「感想」を確認に~「岡上淑子 フォトコラージュ 沈黙の奇蹟」@東京都庭園美術館

1950年代に集中的に制作したコラージュ作家、岡上淑子の展示に東京都庭園美術館へ。
実は二回目。さすがに同じ展示を二度見に行くのは稀だが、とても楽しみにしていた展示だったにも関わらずどういう訳か最初に見た時に「はっきりした感想」が思い浮かばず、なんだかもやもやしていたからである。

理由を考えながら見ていくと、ある程度はわかった。

1.コラージュのモチーフとして結構細かい物品が多く、目と脳が泳ぐ。
画面は小さいが具象物の情報量が多いため、頭の処理に対しオーバーフローした。
2.結局のところコラージュというのは「いわくいいがたし」が志向され組み立てられているのであって、「イメージ」としてはばっちりしっかりの強度があっても、言葉にしづらい。
(分析的に見るなら、時代背景とかフェミニズム的な視点とか言葉や思考でひもとく手がかりはありそうだが、そうした言説はちゃんと書いてあったので自分ではあまり改めて考えたり感じたりしなかった・・。)

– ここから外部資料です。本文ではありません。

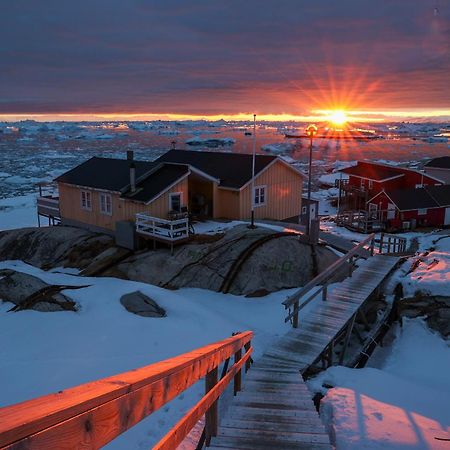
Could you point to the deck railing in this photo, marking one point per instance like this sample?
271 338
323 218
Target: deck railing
48 205
92 414
364 249
391 244
166 230
361 220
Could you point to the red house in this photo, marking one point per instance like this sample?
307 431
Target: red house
366 180
408 208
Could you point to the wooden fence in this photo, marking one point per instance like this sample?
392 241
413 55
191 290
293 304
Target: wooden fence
326 277
91 415
163 229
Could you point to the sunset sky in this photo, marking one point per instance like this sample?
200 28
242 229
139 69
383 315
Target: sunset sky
180 58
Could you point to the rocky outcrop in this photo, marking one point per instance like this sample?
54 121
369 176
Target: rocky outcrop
243 261
140 304
28 292
435 308
49 247
276 262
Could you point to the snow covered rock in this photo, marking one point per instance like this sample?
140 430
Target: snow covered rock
140 304
29 292
48 247
271 263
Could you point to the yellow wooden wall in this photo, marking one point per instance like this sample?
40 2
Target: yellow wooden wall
226 203
70 205
283 194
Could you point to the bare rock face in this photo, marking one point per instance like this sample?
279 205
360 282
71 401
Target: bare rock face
243 262
140 304
28 292
435 308
49 247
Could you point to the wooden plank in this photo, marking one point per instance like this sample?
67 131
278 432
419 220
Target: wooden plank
99 401
283 414
182 428
262 443
289 436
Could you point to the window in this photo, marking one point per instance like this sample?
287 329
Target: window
259 197
106 204
175 202
86 200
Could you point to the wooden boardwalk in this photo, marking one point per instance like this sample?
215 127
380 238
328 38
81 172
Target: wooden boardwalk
275 409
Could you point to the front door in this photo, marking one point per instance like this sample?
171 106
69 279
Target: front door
447 216
391 211
373 210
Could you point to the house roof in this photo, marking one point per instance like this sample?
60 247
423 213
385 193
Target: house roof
233 170
372 171
114 175
160 180
442 162
104 173
441 194
419 198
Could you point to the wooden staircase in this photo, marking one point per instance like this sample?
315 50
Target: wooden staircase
273 411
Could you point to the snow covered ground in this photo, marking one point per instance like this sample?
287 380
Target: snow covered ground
46 352
18 212
401 402
431 274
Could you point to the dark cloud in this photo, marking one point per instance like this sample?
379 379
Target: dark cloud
198 57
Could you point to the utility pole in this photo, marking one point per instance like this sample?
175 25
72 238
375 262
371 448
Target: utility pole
252 223
311 131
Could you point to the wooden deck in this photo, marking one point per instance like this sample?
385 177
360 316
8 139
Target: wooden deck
275 409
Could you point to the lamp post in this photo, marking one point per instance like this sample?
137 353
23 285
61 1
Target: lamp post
311 131
252 223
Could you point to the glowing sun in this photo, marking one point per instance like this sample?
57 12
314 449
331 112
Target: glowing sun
338 117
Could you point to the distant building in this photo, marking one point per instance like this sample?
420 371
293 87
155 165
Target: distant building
364 198
102 193
314 210
439 168
408 208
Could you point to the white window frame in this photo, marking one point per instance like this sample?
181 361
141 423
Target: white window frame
103 201
86 202
258 189
174 194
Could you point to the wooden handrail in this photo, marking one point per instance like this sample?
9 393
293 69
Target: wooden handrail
92 414
324 276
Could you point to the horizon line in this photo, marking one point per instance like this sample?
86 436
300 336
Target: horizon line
317 115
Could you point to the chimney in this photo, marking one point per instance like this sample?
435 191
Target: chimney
130 158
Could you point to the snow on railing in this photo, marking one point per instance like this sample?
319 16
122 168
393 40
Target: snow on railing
168 230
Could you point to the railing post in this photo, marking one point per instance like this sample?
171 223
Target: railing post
295 317
247 347
211 416
324 292
238 376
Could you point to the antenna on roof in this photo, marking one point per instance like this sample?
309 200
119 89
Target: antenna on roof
252 223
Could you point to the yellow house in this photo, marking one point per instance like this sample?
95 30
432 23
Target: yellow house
102 192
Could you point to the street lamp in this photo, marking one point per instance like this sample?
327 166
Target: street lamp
311 131
252 222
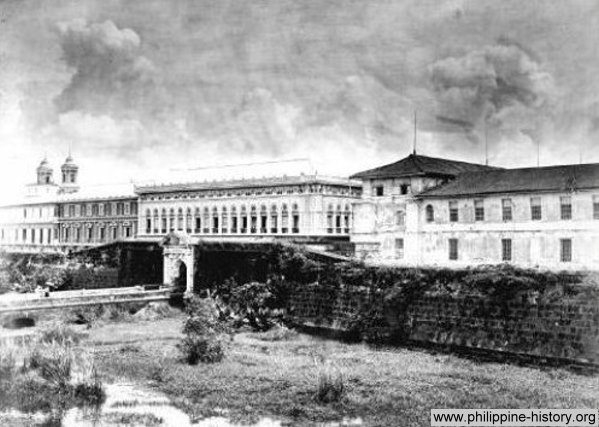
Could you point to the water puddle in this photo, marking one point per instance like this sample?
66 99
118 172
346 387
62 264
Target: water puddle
128 404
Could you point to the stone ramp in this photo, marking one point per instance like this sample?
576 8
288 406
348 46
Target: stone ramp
26 303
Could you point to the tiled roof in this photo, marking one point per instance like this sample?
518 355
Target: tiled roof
417 165
246 183
544 179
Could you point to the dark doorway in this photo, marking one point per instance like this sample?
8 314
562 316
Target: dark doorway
181 280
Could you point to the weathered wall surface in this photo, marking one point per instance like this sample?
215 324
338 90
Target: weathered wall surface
566 329
95 278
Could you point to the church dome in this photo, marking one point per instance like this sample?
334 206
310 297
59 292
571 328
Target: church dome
44 166
69 163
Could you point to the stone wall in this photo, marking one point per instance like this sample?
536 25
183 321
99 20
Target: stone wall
564 329
95 278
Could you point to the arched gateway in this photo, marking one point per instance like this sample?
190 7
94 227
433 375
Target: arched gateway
178 261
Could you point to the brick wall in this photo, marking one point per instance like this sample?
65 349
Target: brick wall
95 278
562 329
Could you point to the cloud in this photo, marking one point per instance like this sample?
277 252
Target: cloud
485 83
110 73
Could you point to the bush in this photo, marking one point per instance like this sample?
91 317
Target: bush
54 363
330 386
31 393
202 330
255 304
278 333
201 349
59 333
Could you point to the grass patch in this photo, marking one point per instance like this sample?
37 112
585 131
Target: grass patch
383 386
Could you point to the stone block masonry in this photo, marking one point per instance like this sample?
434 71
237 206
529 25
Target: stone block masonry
567 328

途中でエルンストの素晴らしいコラージュ・ロマンのコーナーなんかもあって全体としていい展示だ。
1回目に一緒に行った、諸展示に安々とは高いお点を付けない知人も「おもしろい!」とご満悦だったし。

それにしてもコラージュという技法(の本質を用いた優れた作品)がいかに激しく「統合的なもの」であるかを改めて認識する。
コラージュにも様々な情緒や構想があるし、必ずしも全てとは言えないが、個々の素材間は限りなく遠く離して、最終的に一つの画面に展開するときには人の脳の統合作用を刺激してイメージを絵空事でなくむしろリアルにする。
言葉で言える範囲のためとても雑駁な例だが敢えてあげると、タキシードきた七面鳥みたいなえせ紳士って、いますよね・・。離してからくっつける、この移動距離が大きければ大きい程おもしろい。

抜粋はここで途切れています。